Wednesday, April 20, 2011

Relapse OR Adjusting the mind set

I am dreaming of you. I am thinking of you. Classically trained to investigate and evaluate all and everyone who comes before me. Assuming that I knew what was best for me, I would say it would be you. I tested fate out yet again. I had left you alone, and ignored all attempts at getting to know you again, but did I listen to my inner self stating that you were a distant memory, and that everything about you and in regards to you would be forgotten. Immediately I assumed that love wouldn’t live here anymore with you, but in fact loved continues to blossom and bloom for you. No matter how hard I try to deny my truth and intent for you, everything appears to leave me. Strength, sanity and for all it’s worth my soul. Encased in a glass by your essence. Surrounded in such a way I am left suffocating. One will never know the power of your hold upon me.
So as entranced as I am, I am wishing and hoping that you come along and set me free. I am praying that I will find that ideal partner to compliment me in all ways as possible. We read continually in magazine, and newspapers just how much one searches for their ideal mate. People will go to the ends of the earth in search of that special someone. What will I have to do? I write openly about my feelings and report all the up and down moments, because my emotions, heart and love at this moment is inconsistently consistent. It’s as if expecting anything above and beyond, but then again receiving temporary relief with some saddened structure. As fleeting and failing as my love life appears I trust in it. I am learning to turn these feelings, disappointments, failures and downright discerning moments into written momentum. I am tackling my fears and facing them head on each fear one day at a time.
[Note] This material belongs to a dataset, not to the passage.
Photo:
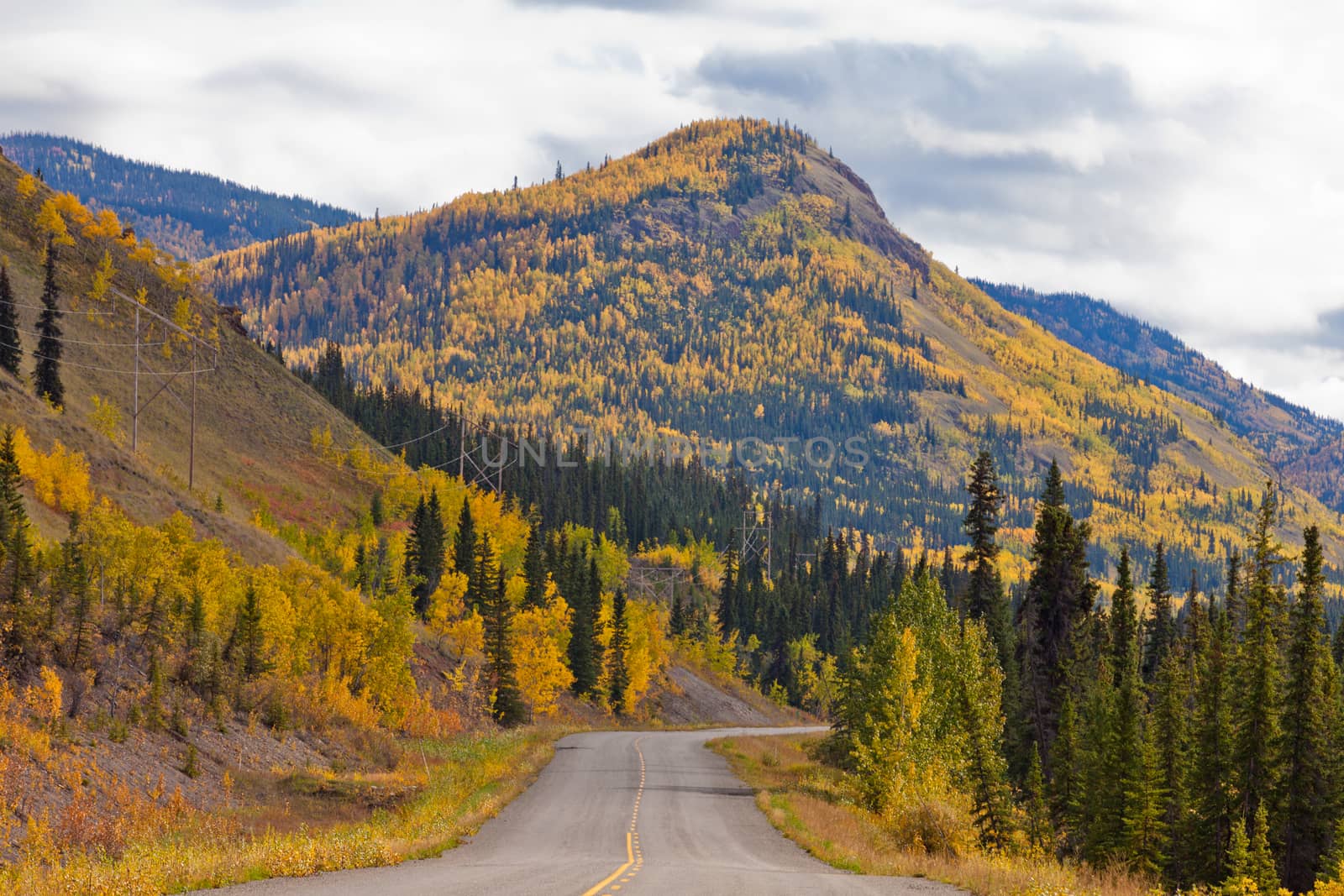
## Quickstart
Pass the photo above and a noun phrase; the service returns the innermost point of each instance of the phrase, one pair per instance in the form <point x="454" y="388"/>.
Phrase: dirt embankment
<point x="689" y="699"/>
I can only count my many blessings and ability to transcend the onslaught of this crazy crazy life.
Although I am writing my troubles away, I wish to touch and affect as many people as possible. I wish the dating and relating world to be in peace with all and everyone in it. I am hoping that life continues to generate subjects for me that release and transition past, present and make waves for future possibilities.

Lesson Fifty Six: I am not surprised …..
I could claim a love relapse, but I won’t. I just went back to revisit an old hurt that I continually press on about and speak of whenever I write. Nothing will change overnight, and it takes time to see things, especially life through, however, never discourage yourself from a lesson and a blessing.